Syukurlah jika hanya orangtua. Ia menjadi bencana ketika pihak yang kita beri wewenang dan tanggung jawab, berikut fasilitas luar biasa yang mengikutinya, yakni pemerintah dari legislatif hingga eksekutif, juga tidak memahami situasi tersebut dengan baik lalu mengeluarkan kebijakan-kebijakan hingga program yang justru sesat. Perubahan atau pergeseran mendasar dari acuan nilai, pola pikir, cara hidup hingga visi dan orientasi baik dalam skala ruang maupun waktu di kalangan generasi muda itu bukan hanya memberi ancaman besar bagi kelangsungan kebudayaan dan peradaban negeri ini, melainkan juga semua proses pembangunan yang gencar kita upayakan sekarang ini.
Kesaktian bahasa
Apa sebenarnya yang dibayangkan seorang anak muda dengan istilah "kebebasan..." atau tentang "hak asasi", tentang "kesetaraan gender", tentang "persaingan", atau tentang adat dan tradisi? Ketika kita memasuki arena yang bernama media sosial, sedikitnya kita mafhum, anak-anak remaja dan muda bangsa ini mengekspresikan kebebasan, misalnya, adalah "pendapat atau mau gue sendiri". Sementara kebebasan atau kebenaran orang lain sekadar, "ah.. itu, kan, cuma menurut lo", atau "ngomong aja lo ama tembok".

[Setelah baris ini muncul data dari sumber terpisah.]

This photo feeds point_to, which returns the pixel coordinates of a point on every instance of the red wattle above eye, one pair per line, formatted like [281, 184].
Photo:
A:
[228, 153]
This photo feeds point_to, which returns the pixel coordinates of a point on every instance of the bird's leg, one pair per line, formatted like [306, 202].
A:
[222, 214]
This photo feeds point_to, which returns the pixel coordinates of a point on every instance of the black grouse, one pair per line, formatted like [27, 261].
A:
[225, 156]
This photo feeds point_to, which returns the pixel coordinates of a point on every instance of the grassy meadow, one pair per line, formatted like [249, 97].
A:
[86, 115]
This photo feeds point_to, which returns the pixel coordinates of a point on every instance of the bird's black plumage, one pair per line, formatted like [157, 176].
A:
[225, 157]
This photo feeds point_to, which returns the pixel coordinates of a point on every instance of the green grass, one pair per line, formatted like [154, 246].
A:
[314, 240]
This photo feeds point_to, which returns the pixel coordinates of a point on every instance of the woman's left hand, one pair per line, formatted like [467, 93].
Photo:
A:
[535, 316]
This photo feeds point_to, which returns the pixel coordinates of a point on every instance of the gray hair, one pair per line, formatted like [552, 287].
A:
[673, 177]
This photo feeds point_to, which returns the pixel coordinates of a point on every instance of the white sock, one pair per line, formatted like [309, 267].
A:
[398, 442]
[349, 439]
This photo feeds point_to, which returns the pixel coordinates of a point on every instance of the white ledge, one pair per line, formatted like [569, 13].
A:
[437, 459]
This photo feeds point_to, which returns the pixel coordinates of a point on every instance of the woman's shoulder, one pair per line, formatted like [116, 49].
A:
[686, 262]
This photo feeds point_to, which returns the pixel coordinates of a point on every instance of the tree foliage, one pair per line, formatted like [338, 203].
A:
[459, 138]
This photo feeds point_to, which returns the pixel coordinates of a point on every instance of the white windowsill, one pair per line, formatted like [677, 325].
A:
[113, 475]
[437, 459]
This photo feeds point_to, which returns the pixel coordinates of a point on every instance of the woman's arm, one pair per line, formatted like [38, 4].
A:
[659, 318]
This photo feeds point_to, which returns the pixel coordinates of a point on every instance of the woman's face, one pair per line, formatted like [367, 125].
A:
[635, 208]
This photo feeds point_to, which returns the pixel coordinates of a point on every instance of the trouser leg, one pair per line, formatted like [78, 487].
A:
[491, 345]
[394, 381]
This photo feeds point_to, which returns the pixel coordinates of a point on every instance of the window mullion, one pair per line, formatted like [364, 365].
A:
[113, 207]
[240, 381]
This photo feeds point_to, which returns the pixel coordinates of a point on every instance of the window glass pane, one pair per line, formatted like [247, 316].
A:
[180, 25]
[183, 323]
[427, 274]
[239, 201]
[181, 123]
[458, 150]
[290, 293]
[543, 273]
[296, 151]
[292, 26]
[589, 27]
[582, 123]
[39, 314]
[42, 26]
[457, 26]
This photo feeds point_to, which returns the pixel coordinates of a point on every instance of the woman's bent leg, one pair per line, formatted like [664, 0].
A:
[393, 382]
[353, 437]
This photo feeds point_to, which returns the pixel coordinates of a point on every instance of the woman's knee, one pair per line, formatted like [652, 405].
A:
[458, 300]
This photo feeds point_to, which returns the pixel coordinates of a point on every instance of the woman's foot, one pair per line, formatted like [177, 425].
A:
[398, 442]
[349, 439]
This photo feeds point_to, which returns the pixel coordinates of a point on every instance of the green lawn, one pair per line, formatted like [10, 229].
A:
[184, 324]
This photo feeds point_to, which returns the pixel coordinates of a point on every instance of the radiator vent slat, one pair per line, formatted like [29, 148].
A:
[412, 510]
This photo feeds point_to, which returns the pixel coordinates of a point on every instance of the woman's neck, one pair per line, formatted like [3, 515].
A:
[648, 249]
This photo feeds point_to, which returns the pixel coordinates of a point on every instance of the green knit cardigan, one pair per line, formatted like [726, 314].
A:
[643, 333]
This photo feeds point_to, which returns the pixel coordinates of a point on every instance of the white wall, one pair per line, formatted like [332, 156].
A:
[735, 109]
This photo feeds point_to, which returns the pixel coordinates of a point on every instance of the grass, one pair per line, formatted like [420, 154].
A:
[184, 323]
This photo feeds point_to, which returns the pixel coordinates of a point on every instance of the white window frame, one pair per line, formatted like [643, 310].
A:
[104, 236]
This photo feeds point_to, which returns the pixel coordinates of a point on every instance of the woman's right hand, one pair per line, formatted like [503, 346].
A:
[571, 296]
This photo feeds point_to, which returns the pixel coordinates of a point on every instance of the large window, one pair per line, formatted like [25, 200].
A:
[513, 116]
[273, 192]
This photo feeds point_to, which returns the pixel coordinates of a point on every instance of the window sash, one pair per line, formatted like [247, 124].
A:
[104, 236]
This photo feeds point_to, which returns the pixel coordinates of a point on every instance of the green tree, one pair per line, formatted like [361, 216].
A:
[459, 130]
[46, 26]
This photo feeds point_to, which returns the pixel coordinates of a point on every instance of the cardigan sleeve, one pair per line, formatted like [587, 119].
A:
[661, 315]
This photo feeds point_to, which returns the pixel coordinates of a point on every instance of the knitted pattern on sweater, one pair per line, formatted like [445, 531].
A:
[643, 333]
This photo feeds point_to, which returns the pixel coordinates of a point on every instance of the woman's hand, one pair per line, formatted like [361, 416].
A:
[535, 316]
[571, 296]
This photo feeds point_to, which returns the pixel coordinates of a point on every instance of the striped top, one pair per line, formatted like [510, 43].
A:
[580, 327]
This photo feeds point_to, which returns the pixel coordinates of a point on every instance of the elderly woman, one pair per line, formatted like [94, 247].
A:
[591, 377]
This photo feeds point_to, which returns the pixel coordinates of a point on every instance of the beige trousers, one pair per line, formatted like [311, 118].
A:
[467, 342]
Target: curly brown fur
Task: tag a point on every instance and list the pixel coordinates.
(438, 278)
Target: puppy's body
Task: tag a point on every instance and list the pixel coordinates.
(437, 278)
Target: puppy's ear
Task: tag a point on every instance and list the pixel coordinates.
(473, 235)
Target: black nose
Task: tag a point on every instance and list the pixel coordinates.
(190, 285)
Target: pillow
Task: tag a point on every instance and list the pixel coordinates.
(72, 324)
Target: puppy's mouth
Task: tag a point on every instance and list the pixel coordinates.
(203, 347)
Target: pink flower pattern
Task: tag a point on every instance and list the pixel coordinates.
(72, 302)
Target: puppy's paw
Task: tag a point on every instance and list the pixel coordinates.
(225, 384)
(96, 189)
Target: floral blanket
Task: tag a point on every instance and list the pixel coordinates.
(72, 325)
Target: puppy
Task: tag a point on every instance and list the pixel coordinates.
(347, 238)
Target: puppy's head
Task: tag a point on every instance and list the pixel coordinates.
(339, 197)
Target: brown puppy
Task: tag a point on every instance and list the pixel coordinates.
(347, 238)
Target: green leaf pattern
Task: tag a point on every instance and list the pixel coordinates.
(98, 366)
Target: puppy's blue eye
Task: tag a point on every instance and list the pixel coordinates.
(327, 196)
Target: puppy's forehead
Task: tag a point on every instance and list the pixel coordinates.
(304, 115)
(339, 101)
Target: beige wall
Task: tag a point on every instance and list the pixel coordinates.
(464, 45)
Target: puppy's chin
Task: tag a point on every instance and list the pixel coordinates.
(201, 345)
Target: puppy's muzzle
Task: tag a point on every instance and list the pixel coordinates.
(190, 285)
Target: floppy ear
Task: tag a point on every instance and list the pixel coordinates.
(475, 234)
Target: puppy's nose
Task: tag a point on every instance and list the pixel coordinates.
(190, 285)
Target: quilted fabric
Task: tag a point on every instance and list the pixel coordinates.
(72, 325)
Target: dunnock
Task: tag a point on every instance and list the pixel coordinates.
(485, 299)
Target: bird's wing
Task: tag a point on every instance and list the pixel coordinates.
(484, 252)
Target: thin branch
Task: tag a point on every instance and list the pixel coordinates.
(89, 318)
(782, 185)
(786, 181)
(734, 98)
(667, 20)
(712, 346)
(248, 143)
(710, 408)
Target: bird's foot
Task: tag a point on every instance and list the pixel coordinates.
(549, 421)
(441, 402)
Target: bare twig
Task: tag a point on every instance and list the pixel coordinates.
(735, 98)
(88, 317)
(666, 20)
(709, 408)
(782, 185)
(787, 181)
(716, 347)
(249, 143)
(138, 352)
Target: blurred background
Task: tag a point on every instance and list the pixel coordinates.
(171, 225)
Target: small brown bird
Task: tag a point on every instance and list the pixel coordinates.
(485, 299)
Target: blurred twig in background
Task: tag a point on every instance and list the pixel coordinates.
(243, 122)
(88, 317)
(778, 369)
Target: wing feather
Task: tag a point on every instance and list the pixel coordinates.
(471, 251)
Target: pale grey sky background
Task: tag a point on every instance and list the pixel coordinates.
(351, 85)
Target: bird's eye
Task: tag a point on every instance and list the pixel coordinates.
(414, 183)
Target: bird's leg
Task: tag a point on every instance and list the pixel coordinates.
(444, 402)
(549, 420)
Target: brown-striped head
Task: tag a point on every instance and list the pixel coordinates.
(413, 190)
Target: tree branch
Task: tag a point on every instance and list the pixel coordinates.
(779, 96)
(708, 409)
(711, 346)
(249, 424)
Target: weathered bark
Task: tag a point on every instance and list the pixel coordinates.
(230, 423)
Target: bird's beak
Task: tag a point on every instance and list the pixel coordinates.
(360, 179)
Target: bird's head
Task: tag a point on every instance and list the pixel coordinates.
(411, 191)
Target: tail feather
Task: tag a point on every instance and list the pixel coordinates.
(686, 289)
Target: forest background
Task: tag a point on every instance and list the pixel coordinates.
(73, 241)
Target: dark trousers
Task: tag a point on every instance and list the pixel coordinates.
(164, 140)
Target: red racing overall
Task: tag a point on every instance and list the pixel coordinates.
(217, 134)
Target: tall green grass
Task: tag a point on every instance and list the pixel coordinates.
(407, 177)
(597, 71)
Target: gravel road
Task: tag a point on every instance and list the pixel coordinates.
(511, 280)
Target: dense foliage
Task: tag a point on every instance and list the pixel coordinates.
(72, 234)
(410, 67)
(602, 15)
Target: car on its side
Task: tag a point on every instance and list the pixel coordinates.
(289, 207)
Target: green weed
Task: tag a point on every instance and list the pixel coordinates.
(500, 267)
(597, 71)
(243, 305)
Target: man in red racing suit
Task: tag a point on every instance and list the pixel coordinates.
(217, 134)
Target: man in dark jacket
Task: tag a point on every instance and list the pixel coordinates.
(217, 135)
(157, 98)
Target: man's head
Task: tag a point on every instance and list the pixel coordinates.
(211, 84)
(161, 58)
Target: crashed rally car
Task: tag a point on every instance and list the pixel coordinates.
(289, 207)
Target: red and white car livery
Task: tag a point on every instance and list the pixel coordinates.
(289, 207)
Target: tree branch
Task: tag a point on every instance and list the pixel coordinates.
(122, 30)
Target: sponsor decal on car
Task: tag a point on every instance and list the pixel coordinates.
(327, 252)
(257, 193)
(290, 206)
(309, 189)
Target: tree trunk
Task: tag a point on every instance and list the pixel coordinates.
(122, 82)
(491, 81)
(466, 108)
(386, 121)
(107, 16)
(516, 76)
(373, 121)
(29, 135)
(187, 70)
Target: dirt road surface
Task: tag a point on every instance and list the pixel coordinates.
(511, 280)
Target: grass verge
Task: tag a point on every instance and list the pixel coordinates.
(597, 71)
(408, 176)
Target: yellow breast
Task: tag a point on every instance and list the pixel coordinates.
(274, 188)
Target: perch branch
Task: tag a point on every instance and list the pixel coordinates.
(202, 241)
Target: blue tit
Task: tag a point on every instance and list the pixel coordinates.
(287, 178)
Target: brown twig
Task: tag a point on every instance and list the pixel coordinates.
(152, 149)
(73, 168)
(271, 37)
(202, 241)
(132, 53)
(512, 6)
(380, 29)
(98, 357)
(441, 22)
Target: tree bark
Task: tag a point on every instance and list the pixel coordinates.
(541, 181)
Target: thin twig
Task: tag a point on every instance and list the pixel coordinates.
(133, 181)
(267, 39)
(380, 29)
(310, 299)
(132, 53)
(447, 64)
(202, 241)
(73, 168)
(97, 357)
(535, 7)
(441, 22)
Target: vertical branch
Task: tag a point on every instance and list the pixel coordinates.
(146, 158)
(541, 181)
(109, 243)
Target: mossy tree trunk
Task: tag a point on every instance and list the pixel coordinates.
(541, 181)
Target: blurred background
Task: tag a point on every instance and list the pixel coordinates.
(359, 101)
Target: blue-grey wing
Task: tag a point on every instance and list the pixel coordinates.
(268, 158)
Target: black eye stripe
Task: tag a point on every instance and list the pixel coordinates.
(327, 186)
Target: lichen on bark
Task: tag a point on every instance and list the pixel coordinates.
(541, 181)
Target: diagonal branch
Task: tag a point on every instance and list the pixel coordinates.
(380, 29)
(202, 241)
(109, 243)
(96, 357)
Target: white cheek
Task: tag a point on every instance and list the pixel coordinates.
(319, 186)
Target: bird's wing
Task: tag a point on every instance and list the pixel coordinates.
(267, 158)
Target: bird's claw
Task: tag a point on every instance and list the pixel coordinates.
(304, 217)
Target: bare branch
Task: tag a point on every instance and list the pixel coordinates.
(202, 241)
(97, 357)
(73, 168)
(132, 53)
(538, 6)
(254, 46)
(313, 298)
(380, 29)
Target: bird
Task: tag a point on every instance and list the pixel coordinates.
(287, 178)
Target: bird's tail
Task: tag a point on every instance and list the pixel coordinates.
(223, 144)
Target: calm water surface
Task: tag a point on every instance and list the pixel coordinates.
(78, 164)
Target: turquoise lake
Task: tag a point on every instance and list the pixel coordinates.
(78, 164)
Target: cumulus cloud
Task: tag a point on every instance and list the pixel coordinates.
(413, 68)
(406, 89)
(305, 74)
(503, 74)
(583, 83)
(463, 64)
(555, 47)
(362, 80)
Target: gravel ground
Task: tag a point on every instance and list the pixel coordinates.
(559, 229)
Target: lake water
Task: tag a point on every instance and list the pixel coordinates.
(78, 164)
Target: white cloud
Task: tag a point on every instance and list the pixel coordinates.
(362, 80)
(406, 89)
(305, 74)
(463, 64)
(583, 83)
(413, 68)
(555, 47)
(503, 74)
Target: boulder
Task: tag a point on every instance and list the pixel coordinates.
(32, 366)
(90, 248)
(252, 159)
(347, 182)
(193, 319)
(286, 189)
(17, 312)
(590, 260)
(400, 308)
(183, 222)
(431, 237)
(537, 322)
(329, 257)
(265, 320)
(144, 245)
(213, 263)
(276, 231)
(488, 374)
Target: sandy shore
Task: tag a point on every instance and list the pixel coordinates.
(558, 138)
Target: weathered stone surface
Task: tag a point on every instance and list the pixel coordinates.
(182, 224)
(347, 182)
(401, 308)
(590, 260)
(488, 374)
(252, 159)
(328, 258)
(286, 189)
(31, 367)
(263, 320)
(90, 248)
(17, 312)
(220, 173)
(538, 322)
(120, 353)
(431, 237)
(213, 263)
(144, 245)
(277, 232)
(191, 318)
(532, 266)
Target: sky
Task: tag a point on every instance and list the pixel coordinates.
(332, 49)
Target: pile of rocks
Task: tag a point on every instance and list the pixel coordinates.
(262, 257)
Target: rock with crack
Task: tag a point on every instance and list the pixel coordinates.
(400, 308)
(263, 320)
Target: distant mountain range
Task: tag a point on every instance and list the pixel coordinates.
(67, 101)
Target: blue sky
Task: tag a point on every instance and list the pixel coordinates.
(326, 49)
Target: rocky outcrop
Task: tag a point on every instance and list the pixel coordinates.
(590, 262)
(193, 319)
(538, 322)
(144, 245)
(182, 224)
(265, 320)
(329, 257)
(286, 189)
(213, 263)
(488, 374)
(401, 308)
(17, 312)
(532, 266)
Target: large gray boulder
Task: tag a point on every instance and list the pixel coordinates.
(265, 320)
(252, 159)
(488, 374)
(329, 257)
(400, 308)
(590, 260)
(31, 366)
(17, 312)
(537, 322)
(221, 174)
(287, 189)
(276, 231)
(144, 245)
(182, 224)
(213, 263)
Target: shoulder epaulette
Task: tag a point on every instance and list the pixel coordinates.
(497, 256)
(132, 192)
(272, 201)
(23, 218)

Dalam diskursus kebudayaan, sikap kolektif semacam itu mewakili gambaran masyarakat yang relatif primitif karena ketakmampuannya dalam mengomprehensi dan menciptakan konsensus tentang hal-hal yang normatif, apalagi di tingkat moralitas. Bangsa seperti ini bukanlah bangsa dengan peradaban cukup tinggi, bahkan menengah pun tidak, sehingga janganlah bermimpi kita mampu menciptakan masyarakat yang penuh etika, apalagi padat dengan estetika.
Inilah masyarakat yang telah secara berangsur menghancurkan dirinya sendiri, dimulai dengan menghina produk kebudayaannya sendiri. Menghina produk puncak kebudayaan (sebagaimana berlaku di mana saja) sendiri, yakni bahasa. Tidak mengherankan jika karya sastra kita, atau puisi sebagai ultimasi dari simbolisme kebudayaan, makin terpuruk kualitas, juga peran dan fungsinya di masyarakat. Bahasa menunjukkan bangsa. Maka, bangsa yang telah menghina bahasa sesungguhnya telah meremukkan eksistensinya.
Inilah sesungguhnya bentuk lain dari proxy war yang juga harus jadi perhatian khusus dari kalangan militer dan intelijen. Merangsek dan merasuknya program-program digital di semua bentuk dan level teknologisnya memiliki dampak dan maksud tersembunyi menghancurkan kepribadian sebuah masyarakat, setidaknya mengacaukan, sehingga ia menjadi goncang dan labil untuk kemudian mudah diarahkan atau dibentuk sesuai kepentingan pemilik teknologi serta (server) data yang mengiringi kepemilikannya.